Exception: Some error
>>> cities_table.head().sort_index()
Price
City
Berlin 150.0
London 240.0
New York 270.0
Paris 200.0
Loading data concurrently in multiple tables:
>>> import asyncio
>>> countries_table = session.create_table(
... "Countries",
... data_types={"City": "String", "Country": "String"},
... keys={"City"},
... )
>>> cities_table.join(countries_table)
>>> countries_df = pd.DataFrame(
... columns=["City", "Country"],
... data=[
... ("Berlin", "Germany"),
... ("London", "England"),
... ("New York", "USA"),
... ("Paris", "France"),
... ],
... )
>>> async def load_data_in_all_tables(tables):
... with tables.data_transaction():
... await asyncio.gather(
... tables["Cities"].load_async(cities_df),
... tables["Countries"].load_async(countries_df),
... )
>>> cities_table.drop()
>>> asyncio.run(load_data_in_all_tables(session.tables))

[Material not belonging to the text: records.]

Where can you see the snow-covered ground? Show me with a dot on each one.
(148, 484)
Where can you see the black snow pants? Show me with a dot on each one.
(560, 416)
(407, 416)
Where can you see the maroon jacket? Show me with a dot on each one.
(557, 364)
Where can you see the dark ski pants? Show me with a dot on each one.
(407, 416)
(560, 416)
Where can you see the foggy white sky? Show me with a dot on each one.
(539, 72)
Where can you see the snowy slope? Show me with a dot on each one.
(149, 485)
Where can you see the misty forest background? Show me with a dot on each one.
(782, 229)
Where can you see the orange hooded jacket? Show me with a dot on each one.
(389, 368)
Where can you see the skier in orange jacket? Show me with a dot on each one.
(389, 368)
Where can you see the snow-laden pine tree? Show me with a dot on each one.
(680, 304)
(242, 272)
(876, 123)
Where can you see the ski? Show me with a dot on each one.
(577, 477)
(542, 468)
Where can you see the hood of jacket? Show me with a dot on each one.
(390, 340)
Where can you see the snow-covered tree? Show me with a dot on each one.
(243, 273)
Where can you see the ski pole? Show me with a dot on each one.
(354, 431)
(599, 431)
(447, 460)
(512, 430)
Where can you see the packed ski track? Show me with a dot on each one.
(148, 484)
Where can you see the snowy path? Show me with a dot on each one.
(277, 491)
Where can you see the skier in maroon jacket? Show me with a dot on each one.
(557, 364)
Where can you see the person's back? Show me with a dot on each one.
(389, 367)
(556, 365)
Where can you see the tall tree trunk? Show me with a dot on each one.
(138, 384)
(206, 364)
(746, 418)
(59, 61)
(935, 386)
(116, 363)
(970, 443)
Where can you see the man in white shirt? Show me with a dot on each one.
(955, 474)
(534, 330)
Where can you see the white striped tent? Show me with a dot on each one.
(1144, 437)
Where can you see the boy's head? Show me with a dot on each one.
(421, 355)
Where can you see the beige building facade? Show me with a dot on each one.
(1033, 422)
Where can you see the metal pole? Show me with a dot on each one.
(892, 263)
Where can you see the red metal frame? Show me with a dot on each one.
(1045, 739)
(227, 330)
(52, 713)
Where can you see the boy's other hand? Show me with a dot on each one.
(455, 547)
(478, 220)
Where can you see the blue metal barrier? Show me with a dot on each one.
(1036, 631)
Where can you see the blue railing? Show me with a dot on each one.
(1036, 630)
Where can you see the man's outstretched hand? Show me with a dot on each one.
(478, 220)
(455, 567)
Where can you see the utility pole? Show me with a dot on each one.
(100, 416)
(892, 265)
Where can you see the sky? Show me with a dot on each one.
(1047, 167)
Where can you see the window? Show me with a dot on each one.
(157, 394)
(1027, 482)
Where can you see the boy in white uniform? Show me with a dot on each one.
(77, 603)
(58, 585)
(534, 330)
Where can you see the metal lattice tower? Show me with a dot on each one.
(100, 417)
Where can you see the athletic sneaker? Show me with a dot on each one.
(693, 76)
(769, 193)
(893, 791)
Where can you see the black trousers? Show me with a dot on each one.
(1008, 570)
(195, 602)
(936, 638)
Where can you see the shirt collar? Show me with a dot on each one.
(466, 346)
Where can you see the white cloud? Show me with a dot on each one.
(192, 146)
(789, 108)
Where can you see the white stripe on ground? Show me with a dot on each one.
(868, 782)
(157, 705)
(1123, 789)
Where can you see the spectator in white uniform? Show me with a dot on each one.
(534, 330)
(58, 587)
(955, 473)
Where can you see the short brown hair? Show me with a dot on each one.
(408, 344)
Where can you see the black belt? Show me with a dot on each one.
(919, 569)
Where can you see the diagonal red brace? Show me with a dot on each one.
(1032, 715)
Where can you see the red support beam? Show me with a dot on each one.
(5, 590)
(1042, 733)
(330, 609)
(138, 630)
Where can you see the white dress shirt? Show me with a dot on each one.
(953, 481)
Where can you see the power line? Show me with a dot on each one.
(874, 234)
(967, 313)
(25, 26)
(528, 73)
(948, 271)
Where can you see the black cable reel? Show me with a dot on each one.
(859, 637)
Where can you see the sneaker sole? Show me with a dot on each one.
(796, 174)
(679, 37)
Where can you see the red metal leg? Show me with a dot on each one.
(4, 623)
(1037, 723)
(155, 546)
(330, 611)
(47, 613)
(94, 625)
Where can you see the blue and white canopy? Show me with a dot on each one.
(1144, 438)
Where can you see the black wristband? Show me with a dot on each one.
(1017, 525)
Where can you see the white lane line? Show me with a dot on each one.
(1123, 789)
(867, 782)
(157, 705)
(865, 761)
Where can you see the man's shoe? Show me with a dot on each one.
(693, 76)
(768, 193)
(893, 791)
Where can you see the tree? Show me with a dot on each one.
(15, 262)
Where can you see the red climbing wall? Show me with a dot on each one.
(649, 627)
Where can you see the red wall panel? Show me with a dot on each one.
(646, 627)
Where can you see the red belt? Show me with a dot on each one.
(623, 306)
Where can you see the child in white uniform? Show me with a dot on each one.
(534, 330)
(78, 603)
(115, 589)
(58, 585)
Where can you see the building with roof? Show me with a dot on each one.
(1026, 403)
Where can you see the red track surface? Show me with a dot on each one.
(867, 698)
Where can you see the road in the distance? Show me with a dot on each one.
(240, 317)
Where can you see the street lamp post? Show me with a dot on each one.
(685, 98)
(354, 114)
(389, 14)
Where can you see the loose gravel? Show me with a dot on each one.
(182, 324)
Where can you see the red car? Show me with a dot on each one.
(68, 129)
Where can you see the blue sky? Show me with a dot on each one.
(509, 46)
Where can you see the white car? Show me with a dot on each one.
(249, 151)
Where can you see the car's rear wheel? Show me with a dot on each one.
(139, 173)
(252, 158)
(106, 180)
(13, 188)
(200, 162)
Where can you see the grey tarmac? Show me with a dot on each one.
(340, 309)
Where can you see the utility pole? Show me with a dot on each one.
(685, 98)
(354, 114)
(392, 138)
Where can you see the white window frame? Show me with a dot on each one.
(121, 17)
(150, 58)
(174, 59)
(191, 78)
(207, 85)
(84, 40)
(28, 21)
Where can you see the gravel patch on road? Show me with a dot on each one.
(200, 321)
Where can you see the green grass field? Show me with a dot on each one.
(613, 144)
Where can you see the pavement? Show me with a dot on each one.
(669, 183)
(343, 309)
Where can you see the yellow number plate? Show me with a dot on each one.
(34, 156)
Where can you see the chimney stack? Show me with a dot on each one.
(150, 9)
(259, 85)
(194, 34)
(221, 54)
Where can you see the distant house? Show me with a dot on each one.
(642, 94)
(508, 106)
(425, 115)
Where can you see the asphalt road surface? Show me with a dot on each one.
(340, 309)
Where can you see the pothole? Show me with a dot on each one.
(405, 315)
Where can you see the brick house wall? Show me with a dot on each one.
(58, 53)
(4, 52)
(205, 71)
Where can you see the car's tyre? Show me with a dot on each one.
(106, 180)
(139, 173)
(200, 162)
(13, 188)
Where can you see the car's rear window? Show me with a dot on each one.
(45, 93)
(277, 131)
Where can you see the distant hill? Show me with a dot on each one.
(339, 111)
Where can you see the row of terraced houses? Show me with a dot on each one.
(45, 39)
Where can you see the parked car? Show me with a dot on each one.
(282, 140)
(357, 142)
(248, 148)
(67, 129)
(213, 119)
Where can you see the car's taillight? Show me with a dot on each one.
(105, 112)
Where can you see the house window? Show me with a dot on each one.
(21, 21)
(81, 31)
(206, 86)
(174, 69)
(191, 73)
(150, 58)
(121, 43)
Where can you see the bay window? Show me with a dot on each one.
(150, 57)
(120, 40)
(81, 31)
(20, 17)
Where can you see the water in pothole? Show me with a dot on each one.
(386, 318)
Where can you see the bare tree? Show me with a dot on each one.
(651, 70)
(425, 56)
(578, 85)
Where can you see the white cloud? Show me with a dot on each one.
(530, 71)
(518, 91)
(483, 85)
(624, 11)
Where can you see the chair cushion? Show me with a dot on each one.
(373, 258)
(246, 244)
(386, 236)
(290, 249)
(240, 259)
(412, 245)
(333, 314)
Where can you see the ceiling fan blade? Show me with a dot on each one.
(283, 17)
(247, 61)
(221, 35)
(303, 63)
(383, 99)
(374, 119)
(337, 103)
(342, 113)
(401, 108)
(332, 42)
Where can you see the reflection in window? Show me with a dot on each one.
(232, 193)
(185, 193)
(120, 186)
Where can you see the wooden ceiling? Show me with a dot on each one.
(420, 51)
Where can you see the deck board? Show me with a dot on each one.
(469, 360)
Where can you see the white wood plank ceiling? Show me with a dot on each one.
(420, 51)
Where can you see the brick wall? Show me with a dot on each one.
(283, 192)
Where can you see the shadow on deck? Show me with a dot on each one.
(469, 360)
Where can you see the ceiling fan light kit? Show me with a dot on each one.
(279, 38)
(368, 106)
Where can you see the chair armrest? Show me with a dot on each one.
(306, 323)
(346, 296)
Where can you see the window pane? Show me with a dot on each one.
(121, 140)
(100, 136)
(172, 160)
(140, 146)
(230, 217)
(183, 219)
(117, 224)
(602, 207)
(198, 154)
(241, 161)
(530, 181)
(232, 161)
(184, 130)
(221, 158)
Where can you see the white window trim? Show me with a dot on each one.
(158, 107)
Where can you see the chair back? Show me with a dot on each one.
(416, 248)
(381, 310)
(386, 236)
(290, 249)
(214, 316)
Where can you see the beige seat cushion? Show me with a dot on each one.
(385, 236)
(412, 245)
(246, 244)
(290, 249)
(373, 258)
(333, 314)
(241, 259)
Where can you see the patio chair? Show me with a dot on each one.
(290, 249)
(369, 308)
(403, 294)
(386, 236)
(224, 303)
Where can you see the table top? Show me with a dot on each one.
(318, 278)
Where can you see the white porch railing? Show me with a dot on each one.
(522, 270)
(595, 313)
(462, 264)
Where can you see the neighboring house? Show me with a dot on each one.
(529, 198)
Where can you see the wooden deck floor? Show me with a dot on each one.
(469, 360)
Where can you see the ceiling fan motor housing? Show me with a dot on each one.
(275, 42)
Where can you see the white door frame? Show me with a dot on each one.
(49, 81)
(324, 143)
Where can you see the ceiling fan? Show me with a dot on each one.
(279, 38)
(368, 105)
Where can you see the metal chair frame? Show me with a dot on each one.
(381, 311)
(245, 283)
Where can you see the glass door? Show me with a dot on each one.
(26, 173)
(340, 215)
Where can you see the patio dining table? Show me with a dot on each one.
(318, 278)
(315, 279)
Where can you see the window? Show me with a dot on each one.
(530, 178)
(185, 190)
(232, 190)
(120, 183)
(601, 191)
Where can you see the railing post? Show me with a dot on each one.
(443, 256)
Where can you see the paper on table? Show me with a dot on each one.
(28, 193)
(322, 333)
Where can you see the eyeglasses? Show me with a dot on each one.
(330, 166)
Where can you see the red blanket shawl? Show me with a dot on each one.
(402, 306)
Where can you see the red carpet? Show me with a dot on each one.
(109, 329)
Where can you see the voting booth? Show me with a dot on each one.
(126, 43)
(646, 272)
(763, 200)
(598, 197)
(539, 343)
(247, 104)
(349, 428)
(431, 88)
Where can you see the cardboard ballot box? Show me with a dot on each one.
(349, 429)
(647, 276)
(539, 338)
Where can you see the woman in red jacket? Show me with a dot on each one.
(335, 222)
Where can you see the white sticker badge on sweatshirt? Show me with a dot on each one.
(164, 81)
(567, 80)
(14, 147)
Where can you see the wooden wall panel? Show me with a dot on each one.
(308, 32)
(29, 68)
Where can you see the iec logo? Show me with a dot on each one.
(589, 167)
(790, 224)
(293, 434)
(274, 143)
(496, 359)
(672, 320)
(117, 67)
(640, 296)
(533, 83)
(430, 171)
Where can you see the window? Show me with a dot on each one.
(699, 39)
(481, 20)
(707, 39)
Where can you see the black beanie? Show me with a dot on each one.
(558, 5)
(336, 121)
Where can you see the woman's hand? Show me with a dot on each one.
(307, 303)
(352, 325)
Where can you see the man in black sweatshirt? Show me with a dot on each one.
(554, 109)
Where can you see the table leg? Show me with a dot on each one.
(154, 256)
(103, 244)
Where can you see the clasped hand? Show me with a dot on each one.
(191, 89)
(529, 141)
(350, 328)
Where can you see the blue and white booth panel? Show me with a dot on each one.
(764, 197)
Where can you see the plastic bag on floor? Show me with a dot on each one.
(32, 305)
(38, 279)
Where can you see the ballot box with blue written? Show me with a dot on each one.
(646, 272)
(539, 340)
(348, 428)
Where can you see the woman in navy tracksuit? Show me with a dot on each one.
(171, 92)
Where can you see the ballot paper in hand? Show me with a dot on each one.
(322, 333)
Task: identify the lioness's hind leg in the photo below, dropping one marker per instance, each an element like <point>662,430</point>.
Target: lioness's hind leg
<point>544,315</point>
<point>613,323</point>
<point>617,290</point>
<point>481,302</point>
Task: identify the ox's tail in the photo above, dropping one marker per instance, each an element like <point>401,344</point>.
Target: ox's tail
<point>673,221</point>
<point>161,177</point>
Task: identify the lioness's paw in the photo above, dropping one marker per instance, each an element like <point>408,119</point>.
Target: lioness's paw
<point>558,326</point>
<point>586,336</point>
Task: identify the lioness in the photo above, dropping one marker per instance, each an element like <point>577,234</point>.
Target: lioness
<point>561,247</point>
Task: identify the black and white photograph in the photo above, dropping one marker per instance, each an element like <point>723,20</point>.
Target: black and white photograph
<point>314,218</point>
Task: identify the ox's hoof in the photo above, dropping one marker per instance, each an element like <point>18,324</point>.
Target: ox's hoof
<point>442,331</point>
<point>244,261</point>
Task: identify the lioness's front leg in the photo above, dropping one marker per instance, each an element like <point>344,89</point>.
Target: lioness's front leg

>>> cities_table.head().sort_index()
Price
City
Berlin 150.0
London 240.0
New York 270.0
Paris 200.0
>>> countries_table.head().sort_index()
Country
City
Berlin Germany
London England
New York USA
Paris France
Nested transactions allowed:
>>> def composable_function(session):
... table = session.tables["Cities"]
... with session.tables.data_transaction():
... table += ("Paris", 100.0)
>>> # The function can be called in isolation:
>>> composable_function(session)
>>> cities_table.head().sort_index()
Price
City
Paris 100.0
>>> with session.tables.data_transaction(
... allow_nested=False # No-op because this is the outer transaction.
... ):
... cities_table.drop()
... cities_table += ("Berlin", 200.0)
... # The function can also be called inside another transaction and will contribute to it:
... composable_function(session)
... cities_table += ("New York", 150.0)
>>> cities_table.head().sort_index()
Price
City
Berlin 200.0
New York 150.0
Paris 100.0
Nested transactions not allowed:
>>> def not_composable_function(session):
... table = session.tables["Cities"]
... with session.tables.data_transaction(allow_nested=False):
... table.drop()
... table += ("Paris", 100.0)
... assert table.row_count == 1
>>> # The function can be called in isolation:
>>> not_composable_function(session)
>>> with session.tables.data_transaction():
... cities_table.drop()
... cities_table += ("Berlin", 200.0)
... # This is a programming error, the function cannot be called inside another transaction:
... not_composable_function(session)
... cities_table += ("New York", 150.0)
Traceback (most recent call last):
...
RuntimeError: Cannot start this transaction inside another transaction since nesting is not allowed.
>>> # The last transaction was rolled back:
>>> cities_table.head().sort_index()
Price
City
Paris 100.0
Restricting the transaction to a subset of tables:
>>> customers_table = session.create_table(
... "Customers",
... data_types={"Name": "String", "Stock price": "double"},
... keys={"Name"},
... )
>>> dataframe = pd.DataFrame(
... [("Acme Corporation", 120.0)], columns=list(customers_table)
... )
>>> with session.tables.data_transaction(tables={customers_table}):
... customers_table.load(dataframe)
... # cities_table is not locked and could be updated concurrently in another transaction
>>> customers_table.head()
Stock price
Name
Acme Corporation 120.0
Nested transactions must specify a subset of the outer transaction’s tables:
>>> with session.tables.data_transaction():
... with session.tables.data_transaction(tables={cities_table}):
... pass
... with session.tables.data_transaction(tables={customers_table}):
... pass
>>> with session.tables.data_transaction(
... tables={cities_table, customers_table}
... ):
... with session.tables.data_transaction(tables={cities_table}):
... pass
... with session.tables.data_transaction(tables={customers_table}):
... pass
>>> with session.tables.data_transaction(tables={cities_table}):
... with session.tables.data_transaction(tables={customers_table}):
... pass
Traceback (most recent call last):
...
RuntimeError: Cannot start a transaction locking tables {t['Customers']} inside another transaction locking tables {t['Cities']} which is not a superset.
>>> with session.tables.data_transaction(tables={cities_table}):
... with session.tables.data_transaction():
... pass
Traceback (most recent call last):
...
RuntimeError: Cannot start a transaction locking all tables inside another transaction locking a subset of tables: {t['Cities']}.